Despite Hinduism’s numerous accounts of gods with male and female attributes, Vemsani said, the conservative values held by many Hindus today “have very little to do with India’s ancient tradition.”

It’s not that the stories of the gods’ gender fluidity are suppressed. In one of his forms, the prominent god Shiva is joined with his consort, Parvati, and depicted as the half-male and half-female Ardhnarishwara.

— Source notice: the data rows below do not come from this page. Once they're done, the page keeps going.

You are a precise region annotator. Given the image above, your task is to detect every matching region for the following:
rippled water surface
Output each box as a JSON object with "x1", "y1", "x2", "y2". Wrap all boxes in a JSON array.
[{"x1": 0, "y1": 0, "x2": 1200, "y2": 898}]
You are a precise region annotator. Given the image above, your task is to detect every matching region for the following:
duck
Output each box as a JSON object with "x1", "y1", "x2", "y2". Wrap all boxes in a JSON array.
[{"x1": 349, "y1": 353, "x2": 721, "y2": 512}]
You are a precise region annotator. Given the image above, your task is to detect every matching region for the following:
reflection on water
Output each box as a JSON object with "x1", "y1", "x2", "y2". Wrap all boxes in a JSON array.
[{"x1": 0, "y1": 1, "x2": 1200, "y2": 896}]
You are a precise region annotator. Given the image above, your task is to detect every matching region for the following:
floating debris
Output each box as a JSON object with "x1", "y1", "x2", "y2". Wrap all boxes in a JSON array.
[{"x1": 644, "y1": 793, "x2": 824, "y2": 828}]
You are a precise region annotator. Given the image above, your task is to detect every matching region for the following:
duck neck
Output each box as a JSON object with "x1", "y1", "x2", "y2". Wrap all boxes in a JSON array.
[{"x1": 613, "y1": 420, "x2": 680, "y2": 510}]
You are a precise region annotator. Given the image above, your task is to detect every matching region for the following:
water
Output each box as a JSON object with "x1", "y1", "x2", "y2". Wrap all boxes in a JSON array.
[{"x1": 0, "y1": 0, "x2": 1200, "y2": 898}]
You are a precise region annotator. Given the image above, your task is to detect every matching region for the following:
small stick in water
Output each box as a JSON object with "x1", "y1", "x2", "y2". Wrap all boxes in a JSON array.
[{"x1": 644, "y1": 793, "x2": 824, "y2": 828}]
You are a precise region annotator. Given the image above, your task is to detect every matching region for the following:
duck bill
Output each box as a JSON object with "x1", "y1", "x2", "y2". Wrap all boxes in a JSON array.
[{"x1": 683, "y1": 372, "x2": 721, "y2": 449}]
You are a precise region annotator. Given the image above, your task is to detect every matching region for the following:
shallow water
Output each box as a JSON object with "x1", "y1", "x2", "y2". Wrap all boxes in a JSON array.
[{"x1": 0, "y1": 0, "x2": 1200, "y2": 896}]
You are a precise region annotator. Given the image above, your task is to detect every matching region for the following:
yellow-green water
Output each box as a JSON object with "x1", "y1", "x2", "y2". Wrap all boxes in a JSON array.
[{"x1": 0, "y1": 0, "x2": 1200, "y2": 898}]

In the Hindu tradition of Vaishnava, the deity Lakshminarayan is a composite form of Vishnu and his female consort, Lakshmi.

The deity Ayyappa, worshipped mostly in southern India, is believed to be the result of the union between Shiva and Vishnu that took place when Vishnu took on the form of an enchantress, Mohini, to save the world from a demon.

These tales live side by side with the legacy of European sexual morality. “Colonization left a huge damage psychologically, morally and emotionally,” said Jeffery D. Long, a professor of religion and Asian studies at Elizabethtown College in Pennsylvania. “So much knowledge has been erased or distorted. It may be time to rediscover and understand the lost past.”

Today’s Hindus need look no further than the saint Basavanna, a legendary devotee of Shiva, who rejected the limitations of gender in a devotional poem written in the 12th century: “Look here, dear fellow, I wear these men’s clothes only for you,” it reads. “Sometimes I am man, sometimes I am woman.”